The dollar fell against the euro and was little changed against the yen on Tuesday in a volatile session as investors debated the outlook for the U.S. economy while anticipating a rate hike of a quarter percentage to 4.25 percent from the European Central Bank later this week.

In early trading on Tuesday, the Japanese yen had climbed broadly, benefiting from mounting risk aversion as heightened fears of further losses in the banking sector and global stocks prompted investors to sell dollars. The U.S. dollar, euro and sterling retreated to day’s lows at 105.23, 166.16 and 210.09 versus Japanese yen respectively before rebounding as U.S. stocks market reversed from negative to positive territories, DJI rose 32.25 point and closed at 11382.26 after General Motors reported a stronger-than-expected June sales and a rise in U.S. factory activity (ISM manufacturing rose in June to 50.2 from 49.6 in May).
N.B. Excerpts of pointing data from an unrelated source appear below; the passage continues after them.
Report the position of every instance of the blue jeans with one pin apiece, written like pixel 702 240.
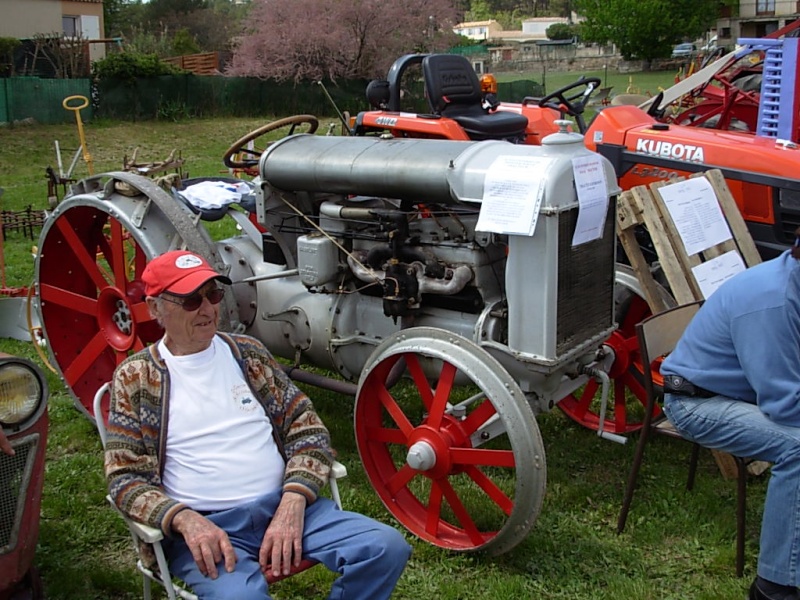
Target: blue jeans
pixel 369 555
pixel 742 429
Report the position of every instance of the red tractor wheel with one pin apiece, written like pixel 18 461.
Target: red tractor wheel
pixel 92 250
pixel 626 402
pixel 449 441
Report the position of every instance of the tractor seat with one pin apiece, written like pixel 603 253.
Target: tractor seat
pixel 454 91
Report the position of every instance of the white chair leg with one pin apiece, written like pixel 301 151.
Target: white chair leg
pixel 164 568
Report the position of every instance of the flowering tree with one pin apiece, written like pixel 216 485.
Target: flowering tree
pixel 314 39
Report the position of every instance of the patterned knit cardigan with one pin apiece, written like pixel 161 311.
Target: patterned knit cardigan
pixel 137 433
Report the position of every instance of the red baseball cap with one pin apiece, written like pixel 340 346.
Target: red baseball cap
pixel 178 272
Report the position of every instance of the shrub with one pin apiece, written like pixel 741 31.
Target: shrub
pixel 130 65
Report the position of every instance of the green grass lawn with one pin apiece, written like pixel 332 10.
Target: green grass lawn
pixel 678 545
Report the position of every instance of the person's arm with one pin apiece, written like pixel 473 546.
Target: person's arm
pixel 132 466
pixel 282 546
pixel 5 445
pixel 306 440
pixel 207 542
pixel 768 347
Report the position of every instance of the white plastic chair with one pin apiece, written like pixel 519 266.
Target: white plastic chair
pixel 150 535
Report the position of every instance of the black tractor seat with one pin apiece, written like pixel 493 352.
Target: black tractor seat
pixel 454 91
The dollar last traded near flat at 106.10 against the Japanese yen, well off the session low of 105.23 whilst the euro rose to 166.62 yen.

In late New York trading, the single currency and sterling pared some gains against the greenback after the release of better-than-expected U.S. ISM manufacturing data and retreated from day’s highs at 1.5827 and 2.0008 respectively.

The greenback traded 0.1 percent lower against a basket of major currencies 72.369, starting the third quarter on the back foot. Futures on the Chicago Board of Trade show a 20 percent chance the Federal Reserve will raise its 2 percent target rate for overnight lending between banks by a quarter-percentage point on Aug. 5, compared with 38 percent odds a week ago.

On Wednesday, economic data releases include Australia retail sales, U.K. PMI construction, eurozone PPI data, U.S. ADP employment, factory orders and Durable goods revised data.